H2 Green Steel has secured €4.2bn in financing to complete a giant steel manufacturing plant in northern Sweden.

The debt is secured by a guarantee from Euler Hermes, Germany’s export credit agency, because H2 is buying technology from German companies SMS and thyssenkrupp nucera.

BNP Paribas, ING, KfW Ipex-Bank, Société Générale and UniCredit are the “core banks” in the deal, according to a list provided by H2.

The other banks participating in the financing are BBVA, Bayern LB, Commerzbank, Crédit Agricole, Deutsche Bank, DNB, Intesa Sanpaolo, Kommunalkredit, the Nordic Investment Bank, Santander, SEB, SEK and SMBC.

KfW Ipex-Bank acts as the Euler Hermes advisor, covered facility agent and ECA agent.

Instead of coking coal, the steel-making process at the plant near Boden will be powered by hydrogen produced from renewable energy, releasing only 5% of the emissions of steel made with coal-fired power.
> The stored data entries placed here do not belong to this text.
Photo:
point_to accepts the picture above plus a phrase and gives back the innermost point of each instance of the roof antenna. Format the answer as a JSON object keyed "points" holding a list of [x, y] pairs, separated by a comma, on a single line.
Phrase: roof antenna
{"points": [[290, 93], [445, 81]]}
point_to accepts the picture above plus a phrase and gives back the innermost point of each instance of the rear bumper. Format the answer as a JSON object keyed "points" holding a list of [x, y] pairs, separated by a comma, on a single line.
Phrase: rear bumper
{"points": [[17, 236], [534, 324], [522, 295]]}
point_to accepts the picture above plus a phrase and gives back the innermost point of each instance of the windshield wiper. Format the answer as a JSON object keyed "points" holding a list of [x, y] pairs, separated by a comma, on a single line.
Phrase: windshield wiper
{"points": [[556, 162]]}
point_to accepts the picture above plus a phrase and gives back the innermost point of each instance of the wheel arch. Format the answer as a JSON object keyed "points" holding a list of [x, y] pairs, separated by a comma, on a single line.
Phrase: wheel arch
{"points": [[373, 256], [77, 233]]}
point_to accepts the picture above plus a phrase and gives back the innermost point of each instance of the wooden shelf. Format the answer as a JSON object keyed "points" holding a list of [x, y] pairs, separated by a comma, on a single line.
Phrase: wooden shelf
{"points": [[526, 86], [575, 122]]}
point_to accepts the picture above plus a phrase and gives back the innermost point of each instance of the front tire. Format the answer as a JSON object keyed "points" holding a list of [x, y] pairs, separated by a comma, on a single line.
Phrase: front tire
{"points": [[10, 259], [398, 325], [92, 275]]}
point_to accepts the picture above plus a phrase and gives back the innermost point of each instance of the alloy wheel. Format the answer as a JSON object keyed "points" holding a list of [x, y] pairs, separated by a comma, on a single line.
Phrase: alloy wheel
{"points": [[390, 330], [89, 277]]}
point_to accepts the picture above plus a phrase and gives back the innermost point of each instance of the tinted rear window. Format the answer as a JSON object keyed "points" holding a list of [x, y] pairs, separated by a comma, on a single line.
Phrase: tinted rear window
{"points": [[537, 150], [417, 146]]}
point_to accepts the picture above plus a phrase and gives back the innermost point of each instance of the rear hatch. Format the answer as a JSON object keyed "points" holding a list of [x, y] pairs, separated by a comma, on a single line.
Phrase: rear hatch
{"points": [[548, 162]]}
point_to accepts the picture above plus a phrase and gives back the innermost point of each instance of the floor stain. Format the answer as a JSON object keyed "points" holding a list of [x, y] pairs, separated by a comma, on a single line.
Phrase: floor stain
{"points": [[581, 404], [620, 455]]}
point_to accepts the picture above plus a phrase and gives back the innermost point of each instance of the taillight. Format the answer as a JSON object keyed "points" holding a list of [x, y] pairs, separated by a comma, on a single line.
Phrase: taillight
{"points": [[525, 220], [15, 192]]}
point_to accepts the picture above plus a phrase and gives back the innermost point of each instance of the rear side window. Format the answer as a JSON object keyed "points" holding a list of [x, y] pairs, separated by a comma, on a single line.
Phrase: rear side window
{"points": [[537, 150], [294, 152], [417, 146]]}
The heavily polluting steel-making sector has been difficult to decarbonise, making the Boden plant one of the first attempts in Europe at large-scale green steel production. Steel accounts for around 25% of the EU’s annual carbon dioxide emissions, according to KfW Ipex-Bank.
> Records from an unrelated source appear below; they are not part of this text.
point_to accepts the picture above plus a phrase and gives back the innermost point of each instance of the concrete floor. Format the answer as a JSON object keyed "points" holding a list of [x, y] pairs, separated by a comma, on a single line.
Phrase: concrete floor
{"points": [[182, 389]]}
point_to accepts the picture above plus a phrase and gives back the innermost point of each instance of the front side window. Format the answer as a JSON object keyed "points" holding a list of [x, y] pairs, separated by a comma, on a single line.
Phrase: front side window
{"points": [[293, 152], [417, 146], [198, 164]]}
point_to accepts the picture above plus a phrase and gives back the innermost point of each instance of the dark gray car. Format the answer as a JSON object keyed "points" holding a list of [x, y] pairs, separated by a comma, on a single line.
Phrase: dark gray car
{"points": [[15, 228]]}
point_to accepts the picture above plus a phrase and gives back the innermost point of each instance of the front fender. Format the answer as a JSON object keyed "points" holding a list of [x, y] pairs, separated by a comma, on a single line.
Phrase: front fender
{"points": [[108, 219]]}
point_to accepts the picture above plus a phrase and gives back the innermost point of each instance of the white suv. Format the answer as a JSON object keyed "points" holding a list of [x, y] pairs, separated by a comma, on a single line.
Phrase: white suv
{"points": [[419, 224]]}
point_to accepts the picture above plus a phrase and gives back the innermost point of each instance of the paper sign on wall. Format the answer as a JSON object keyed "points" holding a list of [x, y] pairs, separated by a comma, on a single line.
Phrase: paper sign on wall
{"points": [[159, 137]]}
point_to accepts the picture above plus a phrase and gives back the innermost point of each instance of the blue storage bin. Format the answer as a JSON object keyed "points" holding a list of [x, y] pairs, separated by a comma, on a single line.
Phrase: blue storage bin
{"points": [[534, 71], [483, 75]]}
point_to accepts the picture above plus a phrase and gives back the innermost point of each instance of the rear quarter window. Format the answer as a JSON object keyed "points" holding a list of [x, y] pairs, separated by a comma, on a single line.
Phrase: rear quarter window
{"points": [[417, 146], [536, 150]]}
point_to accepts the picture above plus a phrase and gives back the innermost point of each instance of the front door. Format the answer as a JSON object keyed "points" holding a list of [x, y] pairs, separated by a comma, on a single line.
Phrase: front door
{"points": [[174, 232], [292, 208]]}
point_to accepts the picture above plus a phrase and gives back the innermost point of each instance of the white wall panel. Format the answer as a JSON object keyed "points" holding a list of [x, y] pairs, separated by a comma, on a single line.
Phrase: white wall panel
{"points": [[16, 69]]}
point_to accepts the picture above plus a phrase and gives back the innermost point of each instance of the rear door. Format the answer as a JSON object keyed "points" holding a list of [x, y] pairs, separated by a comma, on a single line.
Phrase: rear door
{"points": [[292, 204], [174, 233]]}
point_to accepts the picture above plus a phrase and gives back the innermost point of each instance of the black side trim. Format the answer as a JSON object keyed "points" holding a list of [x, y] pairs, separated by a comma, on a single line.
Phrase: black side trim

H2 also closed a further €300mn in equity investment and won a €250mn grant from the EU Innovation Fund, which is financed by the EU’s emissions trading system. The company has clinched purchase agreements from automotive companies and aims to make its first deliveries next year.
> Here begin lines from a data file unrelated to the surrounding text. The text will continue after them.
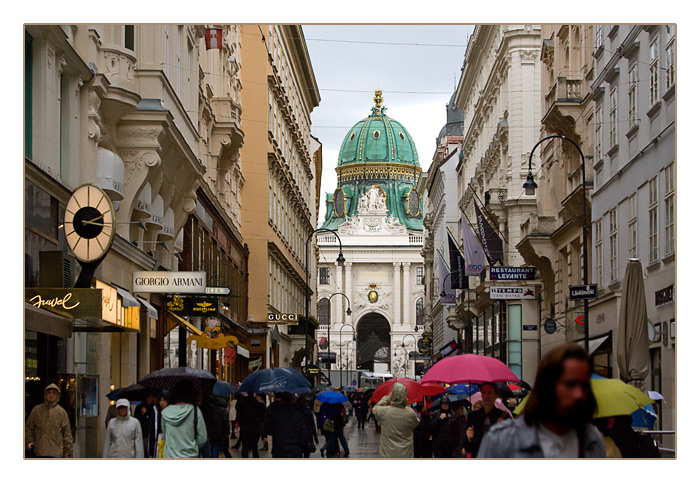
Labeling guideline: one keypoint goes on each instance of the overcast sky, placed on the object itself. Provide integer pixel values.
(417, 78)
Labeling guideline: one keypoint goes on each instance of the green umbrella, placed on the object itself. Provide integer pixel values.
(613, 397)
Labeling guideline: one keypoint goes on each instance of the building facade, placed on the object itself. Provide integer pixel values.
(152, 116)
(438, 187)
(552, 236)
(279, 194)
(633, 202)
(377, 213)
(499, 94)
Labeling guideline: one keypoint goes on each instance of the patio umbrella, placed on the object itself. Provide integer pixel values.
(613, 398)
(331, 397)
(166, 378)
(277, 379)
(632, 338)
(469, 368)
(414, 391)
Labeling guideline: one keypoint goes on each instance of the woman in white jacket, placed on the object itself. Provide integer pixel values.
(123, 438)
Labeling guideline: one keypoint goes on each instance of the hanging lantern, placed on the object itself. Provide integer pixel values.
(214, 38)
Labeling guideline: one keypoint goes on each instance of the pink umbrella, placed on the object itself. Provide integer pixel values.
(499, 403)
(469, 368)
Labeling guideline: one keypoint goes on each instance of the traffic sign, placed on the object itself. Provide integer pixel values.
(218, 291)
(583, 292)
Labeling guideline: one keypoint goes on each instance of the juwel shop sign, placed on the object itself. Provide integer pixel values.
(170, 282)
(73, 303)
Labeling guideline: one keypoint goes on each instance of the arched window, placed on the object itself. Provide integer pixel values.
(324, 311)
(419, 309)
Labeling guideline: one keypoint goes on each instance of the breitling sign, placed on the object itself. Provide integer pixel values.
(192, 306)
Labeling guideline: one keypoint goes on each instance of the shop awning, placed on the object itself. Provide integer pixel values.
(40, 320)
(185, 324)
(593, 344)
(152, 312)
(128, 300)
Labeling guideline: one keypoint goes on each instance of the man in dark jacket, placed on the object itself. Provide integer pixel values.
(556, 421)
(250, 415)
(312, 437)
(285, 423)
(442, 430)
(479, 422)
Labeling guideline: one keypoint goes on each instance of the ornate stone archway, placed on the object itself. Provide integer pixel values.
(373, 340)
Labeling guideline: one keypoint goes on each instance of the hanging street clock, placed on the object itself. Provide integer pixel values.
(89, 223)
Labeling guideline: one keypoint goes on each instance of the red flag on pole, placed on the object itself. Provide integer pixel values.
(213, 38)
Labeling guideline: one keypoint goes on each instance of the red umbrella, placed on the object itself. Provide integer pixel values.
(469, 368)
(415, 391)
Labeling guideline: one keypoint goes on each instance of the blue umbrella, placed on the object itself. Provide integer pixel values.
(467, 389)
(223, 388)
(277, 379)
(332, 397)
(644, 417)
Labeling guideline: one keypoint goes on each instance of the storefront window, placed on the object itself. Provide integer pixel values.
(514, 336)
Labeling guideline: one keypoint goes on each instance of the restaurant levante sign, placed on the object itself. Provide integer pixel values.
(72, 303)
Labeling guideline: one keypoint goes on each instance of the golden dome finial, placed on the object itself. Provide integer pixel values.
(378, 99)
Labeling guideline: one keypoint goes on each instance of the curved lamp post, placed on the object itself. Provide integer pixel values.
(340, 341)
(530, 187)
(341, 262)
(415, 341)
(349, 312)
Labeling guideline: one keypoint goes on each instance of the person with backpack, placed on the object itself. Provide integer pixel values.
(184, 429)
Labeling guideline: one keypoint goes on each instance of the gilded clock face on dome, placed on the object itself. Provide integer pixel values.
(89, 223)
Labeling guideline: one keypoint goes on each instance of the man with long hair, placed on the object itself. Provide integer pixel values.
(556, 420)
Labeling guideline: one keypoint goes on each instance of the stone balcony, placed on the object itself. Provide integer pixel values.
(564, 99)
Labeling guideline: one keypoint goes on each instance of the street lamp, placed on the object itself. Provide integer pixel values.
(415, 341)
(349, 312)
(340, 342)
(530, 186)
(341, 262)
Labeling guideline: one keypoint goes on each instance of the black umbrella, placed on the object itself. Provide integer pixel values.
(165, 379)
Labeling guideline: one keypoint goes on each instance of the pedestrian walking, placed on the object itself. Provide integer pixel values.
(221, 416)
(285, 423)
(47, 431)
(145, 413)
(340, 418)
(123, 438)
(443, 430)
(556, 420)
(250, 414)
(480, 421)
(422, 444)
(326, 423)
(312, 437)
(362, 410)
(184, 429)
(397, 421)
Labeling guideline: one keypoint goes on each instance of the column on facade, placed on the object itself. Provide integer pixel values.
(348, 288)
(397, 292)
(406, 293)
(338, 300)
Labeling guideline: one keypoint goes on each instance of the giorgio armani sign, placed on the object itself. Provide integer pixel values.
(170, 282)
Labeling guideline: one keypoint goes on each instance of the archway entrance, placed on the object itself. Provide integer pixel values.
(373, 343)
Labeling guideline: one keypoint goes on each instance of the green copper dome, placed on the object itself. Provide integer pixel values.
(378, 138)
(377, 151)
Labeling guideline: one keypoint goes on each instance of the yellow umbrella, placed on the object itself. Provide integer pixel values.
(614, 398)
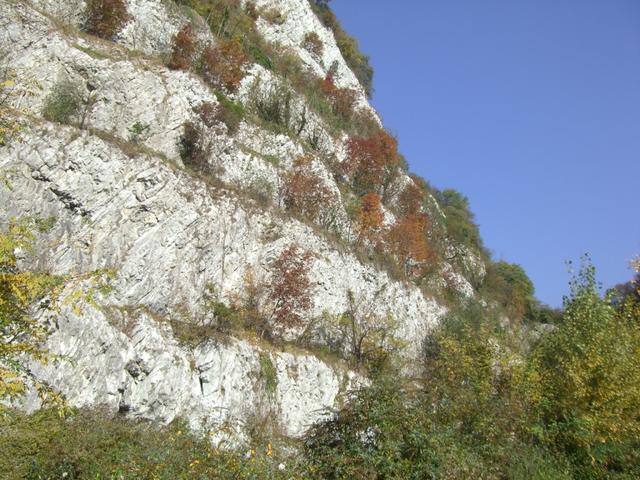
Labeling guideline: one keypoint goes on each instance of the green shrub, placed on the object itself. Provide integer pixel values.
(64, 102)
(92, 445)
(105, 18)
(194, 147)
(269, 374)
(356, 60)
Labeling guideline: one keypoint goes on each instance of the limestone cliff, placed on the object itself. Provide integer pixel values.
(167, 233)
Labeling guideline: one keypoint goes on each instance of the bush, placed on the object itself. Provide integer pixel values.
(356, 60)
(304, 193)
(313, 44)
(342, 99)
(106, 17)
(372, 162)
(226, 112)
(64, 102)
(183, 49)
(93, 445)
(274, 106)
(194, 147)
(222, 65)
(290, 289)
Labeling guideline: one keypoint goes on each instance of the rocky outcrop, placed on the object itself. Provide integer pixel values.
(167, 233)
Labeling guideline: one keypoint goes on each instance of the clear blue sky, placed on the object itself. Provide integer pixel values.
(530, 108)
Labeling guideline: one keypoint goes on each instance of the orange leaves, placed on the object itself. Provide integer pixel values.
(372, 161)
(222, 65)
(407, 241)
(183, 49)
(304, 192)
(342, 99)
(369, 217)
(290, 290)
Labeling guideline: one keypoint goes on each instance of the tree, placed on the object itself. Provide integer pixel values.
(21, 336)
(304, 193)
(509, 285)
(369, 218)
(183, 49)
(222, 65)
(365, 336)
(106, 17)
(589, 369)
(290, 289)
(407, 241)
(372, 161)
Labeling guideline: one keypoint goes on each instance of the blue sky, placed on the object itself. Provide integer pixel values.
(530, 108)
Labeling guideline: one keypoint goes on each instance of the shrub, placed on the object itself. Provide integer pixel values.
(411, 199)
(106, 17)
(304, 193)
(407, 241)
(356, 60)
(369, 218)
(589, 372)
(313, 44)
(510, 287)
(460, 225)
(274, 106)
(64, 102)
(290, 289)
(194, 147)
(226, 112)
(372, 161)
(342, 99)
(222, 65)
(366, 337)
(9, 126)
(183, 49)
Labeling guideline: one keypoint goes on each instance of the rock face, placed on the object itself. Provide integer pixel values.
(167, 233)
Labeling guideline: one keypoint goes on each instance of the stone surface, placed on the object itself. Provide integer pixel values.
(168, 233)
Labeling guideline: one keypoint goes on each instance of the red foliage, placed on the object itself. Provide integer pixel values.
(372, 161)
(183, 49)
(290, 290)
(222, 65)
(407, 241)
(369, 217)
(106, 17)
(304, 192)
(342, 99)
(410, 199)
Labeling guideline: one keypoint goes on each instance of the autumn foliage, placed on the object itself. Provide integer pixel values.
(290, 290)
(372, 161)
(407, 241)
(410, 199)
(105, 18)
(304, 192)
(183, 49)
(369, 218)
(221, 65)
(342, 99)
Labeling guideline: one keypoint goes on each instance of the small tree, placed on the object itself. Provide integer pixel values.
(183, 49)
(304, 193)
(290, 289)
(313, 44)
(369, 218)
(589, 369)
(64, 102)
(222, 65)
(407, 241)
(106, 17)
(367, 337)
(372, 161)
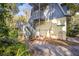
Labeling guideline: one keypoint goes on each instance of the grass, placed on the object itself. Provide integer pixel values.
(63, 42)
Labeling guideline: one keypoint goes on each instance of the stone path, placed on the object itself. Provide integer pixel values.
(47, 49)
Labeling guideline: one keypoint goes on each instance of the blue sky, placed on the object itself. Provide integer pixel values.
(23, 7)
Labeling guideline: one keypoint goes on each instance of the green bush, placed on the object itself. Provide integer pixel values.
(9, 47)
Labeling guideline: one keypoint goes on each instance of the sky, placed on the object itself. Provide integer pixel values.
(23, 7)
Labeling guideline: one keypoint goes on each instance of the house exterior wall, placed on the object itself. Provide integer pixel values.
(54, 24)
(55, 28)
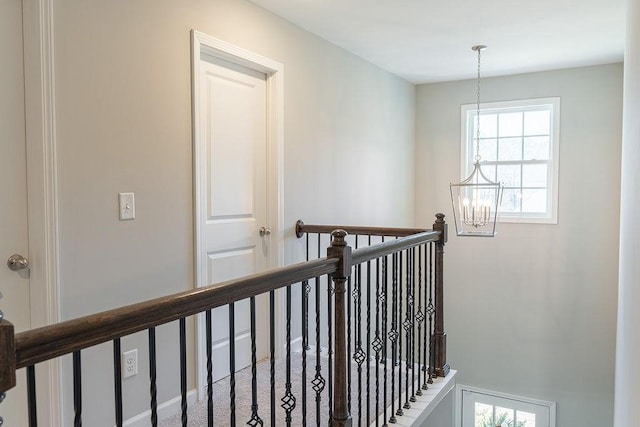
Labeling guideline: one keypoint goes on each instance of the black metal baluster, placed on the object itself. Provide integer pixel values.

“No one has scrutinised our project more thoroughly than those who back our financing,” says H2 CEO Henrik Henriksson. “This massive commitment from our lenders, investors and the Innovation Fund is true recognition of the quality of our company. It’s also a big win for the climate as we hope the model will inspire the financing of other decarbonisation initiatives in hard-to-abate industries.”

Ulrich Schulte Lünzum, Euler Hermes’ head of project finance, says: “As German ECA we have a strong focus on supporting the German industry in the energy transition and this project shows that German companies such as SMS and [thyssenkrup] Nucera can provide the leading-edge technology that is key to drive the transition to decarbonization of relevant industries like the steel sector.”